General Manager Fred Hansen, who replaced Tom Walsh just eight months ago, calls the Robertson case "outrageous" and vows Tri-Met will soon start running its own national background checks--including fingerprint checks--on drivers (see "Justice Delayed," page 24).

Board president Passadore is even more adamant that Tri-Met fix its flaws. "You're only underscoring the need for an outside audit," he told WW.

As president of all Wells Fargo banks in Oregon, Passadore knows well how scam artists and predatory criminals can disguise their real backgrounds. "You're talking to a hawk on this. I don't see how anyone thinks what we've been doing is adequate. The system has got to be smarter than [criminals]," he says.

Hansen pledges that change is coming soon, maybe even by the time this story is printed.

Somehow, though, Hansen's promises ring hollow to Cheryle Rattey. "I don't think Tri-Met will make any changes unless they're forced to," she says.

On June 11--the day after WW spoke to Hansen about Tri-Met's lack of background checks--Hansen sent a memo to Tri-Met managers. Hansen's memo says Tri-Met "will begin taking fingerprints of all new prospective employees and contract employees by no later than June 28."

If Tri-Met follows through with the promised reforms, it will be the first good news Cheryle Rattey has had in a while.

Since the rape, Tammy's mental condition has grown progressively worse, according to her mom. "To her, Robertson is always going to be right around the corner," Cheryle Rattey says. "She is scared to death of anything that looks like a taxi cab. She told her 5-year-old brother that he can't trust anyone because they might hurt him. Tammy is suffering from something like post-traumatic stress."

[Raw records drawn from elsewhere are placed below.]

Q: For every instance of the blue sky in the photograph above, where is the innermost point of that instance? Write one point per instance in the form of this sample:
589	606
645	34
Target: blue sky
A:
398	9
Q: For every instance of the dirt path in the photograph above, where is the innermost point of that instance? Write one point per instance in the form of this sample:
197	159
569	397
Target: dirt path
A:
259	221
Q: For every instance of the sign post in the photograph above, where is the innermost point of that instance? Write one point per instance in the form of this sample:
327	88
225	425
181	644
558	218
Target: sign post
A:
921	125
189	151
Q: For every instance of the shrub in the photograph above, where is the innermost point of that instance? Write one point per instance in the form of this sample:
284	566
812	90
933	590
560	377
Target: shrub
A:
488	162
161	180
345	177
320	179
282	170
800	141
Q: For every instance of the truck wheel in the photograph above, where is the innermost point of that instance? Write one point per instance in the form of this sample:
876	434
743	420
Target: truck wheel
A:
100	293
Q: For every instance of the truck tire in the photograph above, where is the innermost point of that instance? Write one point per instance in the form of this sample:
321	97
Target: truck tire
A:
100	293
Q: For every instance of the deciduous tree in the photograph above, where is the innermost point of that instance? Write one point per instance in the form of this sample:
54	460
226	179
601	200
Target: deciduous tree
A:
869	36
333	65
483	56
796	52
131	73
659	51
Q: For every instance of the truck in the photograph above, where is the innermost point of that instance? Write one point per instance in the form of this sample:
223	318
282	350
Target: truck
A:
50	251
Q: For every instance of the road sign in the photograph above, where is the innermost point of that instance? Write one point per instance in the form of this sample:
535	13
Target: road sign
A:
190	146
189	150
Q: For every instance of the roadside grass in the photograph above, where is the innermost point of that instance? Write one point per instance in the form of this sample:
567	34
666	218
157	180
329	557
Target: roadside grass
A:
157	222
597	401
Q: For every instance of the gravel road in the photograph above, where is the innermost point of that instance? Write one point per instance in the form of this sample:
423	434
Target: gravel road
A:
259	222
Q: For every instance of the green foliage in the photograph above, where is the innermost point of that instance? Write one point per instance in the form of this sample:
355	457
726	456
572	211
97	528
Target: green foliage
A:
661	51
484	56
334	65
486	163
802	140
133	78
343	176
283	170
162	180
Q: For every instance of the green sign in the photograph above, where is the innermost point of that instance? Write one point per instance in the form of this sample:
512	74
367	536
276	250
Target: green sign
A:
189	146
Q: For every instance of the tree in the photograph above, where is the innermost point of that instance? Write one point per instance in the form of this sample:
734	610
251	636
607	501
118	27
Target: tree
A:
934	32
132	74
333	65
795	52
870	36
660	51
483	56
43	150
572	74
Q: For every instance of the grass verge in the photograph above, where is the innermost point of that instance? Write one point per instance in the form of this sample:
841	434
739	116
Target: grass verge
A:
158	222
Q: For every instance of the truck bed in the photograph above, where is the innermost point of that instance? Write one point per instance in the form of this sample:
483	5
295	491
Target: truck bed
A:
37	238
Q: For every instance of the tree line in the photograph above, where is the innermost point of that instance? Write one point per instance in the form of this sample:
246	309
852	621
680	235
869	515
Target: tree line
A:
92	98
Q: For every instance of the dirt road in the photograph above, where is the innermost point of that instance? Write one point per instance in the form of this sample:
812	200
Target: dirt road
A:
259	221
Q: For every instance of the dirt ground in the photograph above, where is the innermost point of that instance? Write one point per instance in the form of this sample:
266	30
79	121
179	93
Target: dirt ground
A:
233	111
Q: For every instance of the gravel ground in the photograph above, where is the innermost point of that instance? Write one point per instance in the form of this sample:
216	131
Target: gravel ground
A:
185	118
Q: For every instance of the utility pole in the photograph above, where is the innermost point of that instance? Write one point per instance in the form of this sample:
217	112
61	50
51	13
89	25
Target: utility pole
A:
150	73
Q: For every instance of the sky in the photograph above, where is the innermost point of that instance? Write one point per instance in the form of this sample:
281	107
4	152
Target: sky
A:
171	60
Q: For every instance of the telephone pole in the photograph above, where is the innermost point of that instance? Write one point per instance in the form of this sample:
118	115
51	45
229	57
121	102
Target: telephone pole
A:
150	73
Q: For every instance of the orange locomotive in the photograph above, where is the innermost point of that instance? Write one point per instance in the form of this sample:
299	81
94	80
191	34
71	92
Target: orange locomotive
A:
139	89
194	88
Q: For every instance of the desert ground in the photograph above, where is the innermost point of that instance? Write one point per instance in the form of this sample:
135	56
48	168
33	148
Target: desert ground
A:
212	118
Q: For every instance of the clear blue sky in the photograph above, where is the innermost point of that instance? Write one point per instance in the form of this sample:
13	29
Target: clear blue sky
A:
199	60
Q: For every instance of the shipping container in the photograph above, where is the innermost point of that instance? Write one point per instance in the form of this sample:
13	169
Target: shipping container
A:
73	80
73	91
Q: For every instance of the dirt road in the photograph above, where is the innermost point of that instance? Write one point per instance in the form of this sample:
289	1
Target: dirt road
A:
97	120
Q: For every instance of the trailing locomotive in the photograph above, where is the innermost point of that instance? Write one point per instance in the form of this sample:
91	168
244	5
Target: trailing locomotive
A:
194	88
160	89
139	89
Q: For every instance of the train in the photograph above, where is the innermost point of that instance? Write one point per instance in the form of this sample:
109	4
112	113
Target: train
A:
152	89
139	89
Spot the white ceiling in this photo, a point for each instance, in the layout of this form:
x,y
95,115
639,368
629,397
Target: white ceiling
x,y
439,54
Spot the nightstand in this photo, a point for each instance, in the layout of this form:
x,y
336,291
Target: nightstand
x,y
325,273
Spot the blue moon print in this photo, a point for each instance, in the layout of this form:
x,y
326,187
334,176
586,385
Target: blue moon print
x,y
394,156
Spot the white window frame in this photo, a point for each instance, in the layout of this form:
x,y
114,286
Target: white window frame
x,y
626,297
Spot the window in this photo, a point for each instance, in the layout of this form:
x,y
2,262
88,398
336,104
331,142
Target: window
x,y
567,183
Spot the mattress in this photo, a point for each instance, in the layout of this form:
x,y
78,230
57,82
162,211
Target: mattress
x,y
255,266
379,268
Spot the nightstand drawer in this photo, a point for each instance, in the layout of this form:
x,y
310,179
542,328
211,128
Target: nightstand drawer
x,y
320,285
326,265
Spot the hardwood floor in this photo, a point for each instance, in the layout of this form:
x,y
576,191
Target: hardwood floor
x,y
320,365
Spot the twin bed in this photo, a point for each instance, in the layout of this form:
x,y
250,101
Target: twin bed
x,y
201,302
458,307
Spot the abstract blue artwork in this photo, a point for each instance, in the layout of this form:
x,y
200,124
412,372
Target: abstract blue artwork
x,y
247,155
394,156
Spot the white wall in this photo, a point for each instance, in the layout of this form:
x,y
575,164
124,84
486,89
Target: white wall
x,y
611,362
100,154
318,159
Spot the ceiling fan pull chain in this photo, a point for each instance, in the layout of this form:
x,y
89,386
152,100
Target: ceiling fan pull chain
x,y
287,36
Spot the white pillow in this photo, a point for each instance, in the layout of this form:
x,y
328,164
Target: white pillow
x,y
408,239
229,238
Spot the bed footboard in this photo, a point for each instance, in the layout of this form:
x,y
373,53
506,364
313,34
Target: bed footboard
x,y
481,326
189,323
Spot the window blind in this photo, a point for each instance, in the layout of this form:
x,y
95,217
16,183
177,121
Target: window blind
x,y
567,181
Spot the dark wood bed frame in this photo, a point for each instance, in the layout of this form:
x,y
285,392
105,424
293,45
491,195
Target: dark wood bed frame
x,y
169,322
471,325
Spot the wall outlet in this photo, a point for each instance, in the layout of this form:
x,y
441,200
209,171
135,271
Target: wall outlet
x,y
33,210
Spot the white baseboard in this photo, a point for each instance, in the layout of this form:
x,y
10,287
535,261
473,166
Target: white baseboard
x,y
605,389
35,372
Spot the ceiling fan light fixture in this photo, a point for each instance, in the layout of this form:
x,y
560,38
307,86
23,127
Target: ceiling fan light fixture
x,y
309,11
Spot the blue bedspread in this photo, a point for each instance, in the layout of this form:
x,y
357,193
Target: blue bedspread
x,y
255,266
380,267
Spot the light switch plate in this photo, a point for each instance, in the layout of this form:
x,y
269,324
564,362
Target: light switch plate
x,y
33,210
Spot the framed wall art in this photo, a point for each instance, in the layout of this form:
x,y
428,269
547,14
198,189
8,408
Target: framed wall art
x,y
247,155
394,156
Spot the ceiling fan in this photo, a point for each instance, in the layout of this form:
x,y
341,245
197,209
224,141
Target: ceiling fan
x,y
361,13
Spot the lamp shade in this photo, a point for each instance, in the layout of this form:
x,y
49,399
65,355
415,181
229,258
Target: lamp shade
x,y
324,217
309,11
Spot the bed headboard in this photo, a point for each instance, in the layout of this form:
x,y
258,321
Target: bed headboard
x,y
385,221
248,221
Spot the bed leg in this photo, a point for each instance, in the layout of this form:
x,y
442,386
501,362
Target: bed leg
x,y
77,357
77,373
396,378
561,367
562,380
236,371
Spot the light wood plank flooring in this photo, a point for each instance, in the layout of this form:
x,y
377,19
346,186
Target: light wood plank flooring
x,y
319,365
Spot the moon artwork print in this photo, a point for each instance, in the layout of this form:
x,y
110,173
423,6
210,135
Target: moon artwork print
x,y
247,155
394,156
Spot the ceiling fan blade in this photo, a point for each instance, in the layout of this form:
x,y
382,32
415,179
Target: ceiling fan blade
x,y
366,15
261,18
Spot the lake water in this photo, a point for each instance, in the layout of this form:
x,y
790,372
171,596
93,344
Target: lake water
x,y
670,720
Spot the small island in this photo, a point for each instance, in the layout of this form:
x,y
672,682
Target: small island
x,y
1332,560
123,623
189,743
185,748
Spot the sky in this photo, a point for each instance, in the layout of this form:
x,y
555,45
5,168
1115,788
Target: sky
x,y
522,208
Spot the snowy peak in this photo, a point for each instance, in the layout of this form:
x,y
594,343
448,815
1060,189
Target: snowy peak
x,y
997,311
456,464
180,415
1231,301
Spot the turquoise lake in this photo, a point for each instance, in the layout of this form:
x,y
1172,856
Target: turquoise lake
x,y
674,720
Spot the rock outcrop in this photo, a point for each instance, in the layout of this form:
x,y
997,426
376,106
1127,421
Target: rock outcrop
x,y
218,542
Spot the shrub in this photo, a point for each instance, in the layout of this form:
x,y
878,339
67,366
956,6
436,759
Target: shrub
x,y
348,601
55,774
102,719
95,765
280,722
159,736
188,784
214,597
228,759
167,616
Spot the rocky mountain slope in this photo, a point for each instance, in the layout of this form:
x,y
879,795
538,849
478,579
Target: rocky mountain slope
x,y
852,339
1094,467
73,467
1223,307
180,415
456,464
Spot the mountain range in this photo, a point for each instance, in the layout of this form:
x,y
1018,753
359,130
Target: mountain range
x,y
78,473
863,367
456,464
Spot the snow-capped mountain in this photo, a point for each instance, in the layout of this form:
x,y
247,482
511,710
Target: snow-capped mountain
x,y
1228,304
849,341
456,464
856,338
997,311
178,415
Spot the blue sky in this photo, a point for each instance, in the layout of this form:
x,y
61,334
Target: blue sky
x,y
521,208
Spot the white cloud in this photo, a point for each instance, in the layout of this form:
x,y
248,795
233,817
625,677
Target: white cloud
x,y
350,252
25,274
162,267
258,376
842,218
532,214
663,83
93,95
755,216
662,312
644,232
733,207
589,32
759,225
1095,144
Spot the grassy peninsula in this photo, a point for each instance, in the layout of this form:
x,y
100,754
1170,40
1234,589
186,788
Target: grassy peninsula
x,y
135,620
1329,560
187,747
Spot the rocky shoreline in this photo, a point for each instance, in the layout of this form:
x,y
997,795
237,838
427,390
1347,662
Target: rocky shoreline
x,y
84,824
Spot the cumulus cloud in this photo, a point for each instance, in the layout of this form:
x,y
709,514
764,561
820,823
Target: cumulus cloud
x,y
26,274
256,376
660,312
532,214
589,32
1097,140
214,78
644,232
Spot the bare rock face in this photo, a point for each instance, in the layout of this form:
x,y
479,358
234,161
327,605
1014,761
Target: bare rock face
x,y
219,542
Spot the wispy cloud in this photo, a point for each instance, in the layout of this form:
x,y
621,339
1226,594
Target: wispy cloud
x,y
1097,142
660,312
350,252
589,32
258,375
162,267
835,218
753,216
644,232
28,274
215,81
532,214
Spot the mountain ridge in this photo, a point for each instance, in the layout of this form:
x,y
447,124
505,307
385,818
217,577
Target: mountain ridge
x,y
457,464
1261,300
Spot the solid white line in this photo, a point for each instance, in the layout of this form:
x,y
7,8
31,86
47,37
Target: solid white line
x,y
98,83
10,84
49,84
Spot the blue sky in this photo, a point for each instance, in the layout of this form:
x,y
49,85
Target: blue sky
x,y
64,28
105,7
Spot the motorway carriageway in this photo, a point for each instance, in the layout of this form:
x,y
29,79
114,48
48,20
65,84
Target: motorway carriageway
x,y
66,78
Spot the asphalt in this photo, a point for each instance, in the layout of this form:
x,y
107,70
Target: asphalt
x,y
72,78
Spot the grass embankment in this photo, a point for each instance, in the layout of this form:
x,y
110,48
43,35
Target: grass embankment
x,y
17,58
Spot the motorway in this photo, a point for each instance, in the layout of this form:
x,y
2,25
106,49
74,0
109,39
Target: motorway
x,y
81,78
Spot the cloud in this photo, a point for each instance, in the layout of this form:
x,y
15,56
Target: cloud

Tammy can't take anti-depressants, Cheryle adds, because they increase the chance of epileptic seizures. And Tammy is already having more frequent seizures, which have caused broken teeth and a broken nose. "There's so little we can do to help her," Cheryle says.

Meanwhile, the Ratteys are waiting to see if Tammy still faces more harm from Robertson. "We asked for an AIDS test. To date there hasn't been one," Cheryle explains.

Dr. Petersilia thinks Cheryle and Tammy Rattey may help bring about much needed change. There are an estimated 5 million crimes against disabled people in America every year, Petersilia says--compared with 8,000 hate crimes, which receive much more media attention and legislative action.

"Why isn't it a national issue? Because people who are cognitively impaired are the least able to advocate for themselves," she says. "They don't have money and votes. They need a visible victim who can become an advocate.

"I greatly admire Cheryle," continues Petersilia. "The problem will remain until we put a face to these 'invisible victims.'"

Katia Dunn contributed to this story.